On June 23rd we hosted the first edition of the annual Spring House Academy: a school of thought where our free-minded members explore, experiment and enjoy themselves. The theme of the day: The Origin Of Red. 

Jorge Mañes Rubio, artist-in-residence at Spring House and the European Space Agency (ESA), informs us that the colour Red is not confined to our planet, it is also found in the Universe. Think Jupiter’s Red Spot and Mars of course.

The Great Red Spot on Jupiter is caused by a massive storm, an anticyclone. Mars is red because iron in the soil and rocks oxidises. The question arises: Is there life on Mars? The rule is that water brings life. The water on Mars might have evaporated, but perhaps it was full of life in the past.

In the future we will be able to travel to Mars and create a habitat there.
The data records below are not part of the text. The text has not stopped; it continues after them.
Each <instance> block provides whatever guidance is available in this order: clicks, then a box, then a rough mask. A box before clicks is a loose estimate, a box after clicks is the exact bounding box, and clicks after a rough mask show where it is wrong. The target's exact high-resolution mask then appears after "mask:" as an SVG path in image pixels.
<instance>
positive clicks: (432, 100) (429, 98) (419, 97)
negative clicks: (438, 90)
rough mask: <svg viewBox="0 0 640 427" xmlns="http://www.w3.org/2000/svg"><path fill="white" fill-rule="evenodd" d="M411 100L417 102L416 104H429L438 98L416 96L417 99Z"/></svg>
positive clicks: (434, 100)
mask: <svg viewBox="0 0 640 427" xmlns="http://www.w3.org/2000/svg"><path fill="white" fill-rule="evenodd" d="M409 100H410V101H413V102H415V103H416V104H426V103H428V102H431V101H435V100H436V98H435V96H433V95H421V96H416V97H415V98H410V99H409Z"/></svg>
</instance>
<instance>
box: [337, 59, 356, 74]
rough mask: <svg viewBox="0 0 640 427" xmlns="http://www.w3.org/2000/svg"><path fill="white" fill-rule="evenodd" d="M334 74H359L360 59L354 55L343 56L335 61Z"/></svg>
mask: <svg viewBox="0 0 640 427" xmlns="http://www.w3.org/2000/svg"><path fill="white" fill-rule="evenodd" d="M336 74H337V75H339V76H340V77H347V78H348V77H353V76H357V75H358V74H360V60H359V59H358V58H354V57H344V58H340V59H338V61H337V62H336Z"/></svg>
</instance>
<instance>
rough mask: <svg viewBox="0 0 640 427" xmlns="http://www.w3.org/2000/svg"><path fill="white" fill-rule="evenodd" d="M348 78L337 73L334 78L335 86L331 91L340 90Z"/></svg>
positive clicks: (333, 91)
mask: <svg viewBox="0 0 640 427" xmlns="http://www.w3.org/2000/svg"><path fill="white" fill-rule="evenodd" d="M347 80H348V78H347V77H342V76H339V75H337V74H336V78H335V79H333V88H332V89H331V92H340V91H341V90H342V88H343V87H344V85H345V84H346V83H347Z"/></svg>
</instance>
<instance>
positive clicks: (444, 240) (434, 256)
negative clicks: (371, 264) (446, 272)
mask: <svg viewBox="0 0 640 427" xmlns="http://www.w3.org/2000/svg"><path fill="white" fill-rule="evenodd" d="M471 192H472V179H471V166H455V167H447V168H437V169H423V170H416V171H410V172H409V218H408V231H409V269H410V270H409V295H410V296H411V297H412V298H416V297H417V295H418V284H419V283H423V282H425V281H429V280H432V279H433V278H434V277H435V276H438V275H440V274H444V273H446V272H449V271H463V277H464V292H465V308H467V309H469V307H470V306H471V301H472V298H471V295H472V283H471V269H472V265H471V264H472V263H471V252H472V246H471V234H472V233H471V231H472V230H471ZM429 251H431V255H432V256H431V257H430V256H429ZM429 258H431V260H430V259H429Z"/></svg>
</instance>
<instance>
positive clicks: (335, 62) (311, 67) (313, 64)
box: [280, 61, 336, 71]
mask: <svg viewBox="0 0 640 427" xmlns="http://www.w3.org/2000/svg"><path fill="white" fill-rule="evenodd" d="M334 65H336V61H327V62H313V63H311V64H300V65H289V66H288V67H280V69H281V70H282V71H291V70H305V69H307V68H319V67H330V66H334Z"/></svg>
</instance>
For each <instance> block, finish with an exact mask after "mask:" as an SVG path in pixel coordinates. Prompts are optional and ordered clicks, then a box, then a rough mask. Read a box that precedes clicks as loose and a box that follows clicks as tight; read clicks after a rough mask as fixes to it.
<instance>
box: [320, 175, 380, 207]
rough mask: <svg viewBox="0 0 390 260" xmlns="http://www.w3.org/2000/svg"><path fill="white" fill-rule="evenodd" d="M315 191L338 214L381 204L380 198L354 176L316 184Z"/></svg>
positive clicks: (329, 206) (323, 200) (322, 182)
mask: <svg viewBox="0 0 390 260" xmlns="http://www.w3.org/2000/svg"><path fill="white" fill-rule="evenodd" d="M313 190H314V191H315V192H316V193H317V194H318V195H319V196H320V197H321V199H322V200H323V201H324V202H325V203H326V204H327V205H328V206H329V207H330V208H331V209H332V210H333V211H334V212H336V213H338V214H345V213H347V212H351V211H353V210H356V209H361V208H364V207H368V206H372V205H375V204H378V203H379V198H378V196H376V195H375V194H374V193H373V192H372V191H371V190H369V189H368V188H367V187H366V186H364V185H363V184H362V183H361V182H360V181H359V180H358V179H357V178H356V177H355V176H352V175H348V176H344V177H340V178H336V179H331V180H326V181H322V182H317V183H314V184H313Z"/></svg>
But is that a good thing? The legal frameworks for the possibilities in space have aged. Countries cannot claim space, but will we be seeing countries starting to colonise space? Jorge Mañes Rubio believes we should use contemporary tecniques to improve our own planet before we start colonising others.

Infrared telescopes are now used to research space. The human eye can’t register the colour infrared, but we can feel it as heat. By sending an infrared telescope to outer space, we can measure the radiation emitted by young starformations. And this information can lead to more elaborate knowledge about the Big Bang.